= Maroula of Lemnos =

Venetian heroine

Maroula of Lemnos (fl. 1478) was a fifteenth-century Venetian heroine and figure of legend of the Ottoman–Venetian War (1463–1479).

== History ==
During the 1478 siege of Kotsina Castle on the island of Lemnos by Suleiman Pasha in the First Ottoman–Venetian War (1463–1479), eighteen-year-old Maroula is said to have defended the fortress from invading Ottoman Turks. Her father was supposedly a soldier who died of a serious injury sustained during the siege, so Maroula raised his bloody sword and led the military garrison into battle. Due to her actions, Maroula was given dowry by the Venetian state and was allowed to choose an officer to become her husband.

== Legacy ==
Maroula's story was recorded in a 1669 poem by Italian Jesuit priest Girolamo Dandini.

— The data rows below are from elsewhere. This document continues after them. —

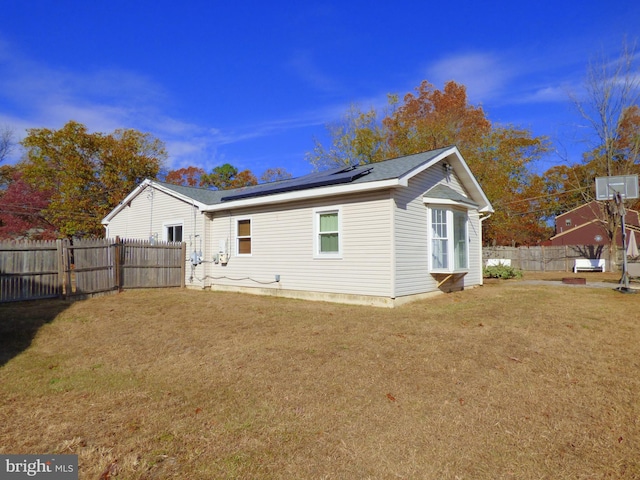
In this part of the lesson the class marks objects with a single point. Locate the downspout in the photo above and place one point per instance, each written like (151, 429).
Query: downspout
(482, 219)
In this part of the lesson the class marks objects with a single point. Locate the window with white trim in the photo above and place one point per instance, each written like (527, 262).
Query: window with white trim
(173, 232)
(243, 237)
(448, 239)
(328, 241)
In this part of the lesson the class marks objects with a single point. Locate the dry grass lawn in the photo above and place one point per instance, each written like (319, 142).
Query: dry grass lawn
(506, 381)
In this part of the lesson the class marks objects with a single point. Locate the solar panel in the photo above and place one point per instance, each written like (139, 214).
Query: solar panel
(313, 180)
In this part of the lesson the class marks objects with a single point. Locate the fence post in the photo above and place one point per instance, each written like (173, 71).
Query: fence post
(60, 262)
(183, 270)
(117, 264)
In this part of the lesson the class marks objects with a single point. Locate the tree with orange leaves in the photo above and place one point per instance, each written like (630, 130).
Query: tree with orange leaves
(499, 156)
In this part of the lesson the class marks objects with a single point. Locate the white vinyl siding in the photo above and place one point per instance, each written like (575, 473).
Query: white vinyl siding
(412, 238)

Her legend has inspired other Italian and Greek authors, including Maria Lampadaridou-Pothou, Kostis Palamas, Marcus Antonius Coccius Sabellicus and Alessandro Maria Vianoli [de]. Lampadaridou-Pothou was awarded by the Academy of Athens for her historical novel Maroula of Lemnos.

A statue of Maroula stands near to the Zoodohos Pigi church on the former site of Kotsina Castle. The statue was financed by the Teachers’ Association of Lemnos, was designed by Hippocrates Savouras and was erected in 1969.